Father Pierre-Marie Benoit was a French national who until 1940 lived in the Capuchin monastery in Rome. When war between France and Italy was clearly inevitable, he returned to his homeland and moved into the Capuchin monastery in Marseilles. The Jewish laws enacted by the Vichy government set in motion a tumultuous and active chapter in Father Benoit's life. Out of a profound commitment to humanitarian values, Father Benoit pledged himself to protecting Jewish refugees. Utilizing his ties with passeurs (border guides), the French underground, and other religious organizations-Protestant, Greek Orthodox, and Jewish-Father Benoit procured false papers and hiding places and smuggled some refugees into Spain or Switzerland. His reputation as a man who spared no effort to save Jews spread far and wide.

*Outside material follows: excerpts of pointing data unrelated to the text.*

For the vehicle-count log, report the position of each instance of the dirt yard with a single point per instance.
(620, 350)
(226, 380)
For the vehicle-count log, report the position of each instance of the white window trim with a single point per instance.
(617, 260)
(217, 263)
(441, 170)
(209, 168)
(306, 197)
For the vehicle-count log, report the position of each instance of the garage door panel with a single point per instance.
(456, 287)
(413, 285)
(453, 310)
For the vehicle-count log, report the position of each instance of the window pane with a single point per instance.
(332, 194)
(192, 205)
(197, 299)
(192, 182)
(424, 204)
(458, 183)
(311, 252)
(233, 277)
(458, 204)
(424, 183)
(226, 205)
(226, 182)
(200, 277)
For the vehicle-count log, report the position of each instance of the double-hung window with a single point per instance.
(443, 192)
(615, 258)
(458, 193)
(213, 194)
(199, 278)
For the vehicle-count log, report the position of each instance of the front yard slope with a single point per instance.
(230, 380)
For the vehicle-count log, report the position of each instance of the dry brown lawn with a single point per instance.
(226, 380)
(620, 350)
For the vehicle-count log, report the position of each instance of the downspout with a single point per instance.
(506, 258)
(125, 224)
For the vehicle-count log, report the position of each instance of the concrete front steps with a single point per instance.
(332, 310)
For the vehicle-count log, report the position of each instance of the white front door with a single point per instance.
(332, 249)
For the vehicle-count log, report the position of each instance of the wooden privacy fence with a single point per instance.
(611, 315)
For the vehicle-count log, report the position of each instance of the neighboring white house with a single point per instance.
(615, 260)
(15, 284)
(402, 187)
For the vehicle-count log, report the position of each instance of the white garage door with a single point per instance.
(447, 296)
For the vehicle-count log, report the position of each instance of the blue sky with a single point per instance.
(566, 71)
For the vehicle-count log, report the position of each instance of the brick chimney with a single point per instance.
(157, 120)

The waiting room in his monastery teemed with people at all times, and the printing press in the monastery's basement printed thousands of false baptismal certificates for distribution to Jews. When, in November 1942, southern France was occupied and the Swiss and Spanish borders became harder to cross, Father Benoit began to organize the transfer of Jews to the Italian occupation zone. He met in Nice with Guido Lospinoso, the Italian commissioner of Jewish affairs, whom Mussolini had sent at the Germans' insistence. Father Benoit persuaded Lospinoso to refrain from action against the 30,000 Jews who lived in Nice and the vicinity (the original purpose of his trip). In April 1943, he met with Pope Pius XII and presented a plan to transfer Jews in Nice to North Africa via Italy.
This plan was foiled when the Germans occupied northern Italy and the Italian-occupied zone of France. When the Gestapo discovered Father Benoit's activities, he was forced to move to Rome. Although he himself was now a refugee, he persevered in his rescue efforts with even greater fervor. Father Benoit was elected to the board of Delasem (Delegazione Assistenza Emigranti Ebrei), the main Jewish welfare organization in Italy and when the Jewish president was arrested, Father Benoit was named the acting president. The organization's meetings were held at the Capuchin college in Rome. Father Benoit contacted the Swiss, Romanian, Hungarian, and Spanish embassies, and obtained important asylum documents which enabled Jews to circulate freely under false names. Father Benoit also extracted numerous ration cards from the police on the pretext that they were meant for non-Jewish refugees. Many Jews owe their lives to Father Benoit and regard him as the man who saved them from the crematoria. When Rome was liberated in June 1944, the Jewish community held an official synagogue ceremony in honor of Father Benoit and showered him with praise. Years later, U. S. President Lyndon Johnson delivered a moving speech in which he said that Father Benoit's wonderful actions should inspire the American people in the protection and preservation of the rights of citizens, irrespective of race, color or religion.
On April 26, 1966, Yad Vashem recognized Father Pierre-Marie Benoit as Righteous Among the Nations.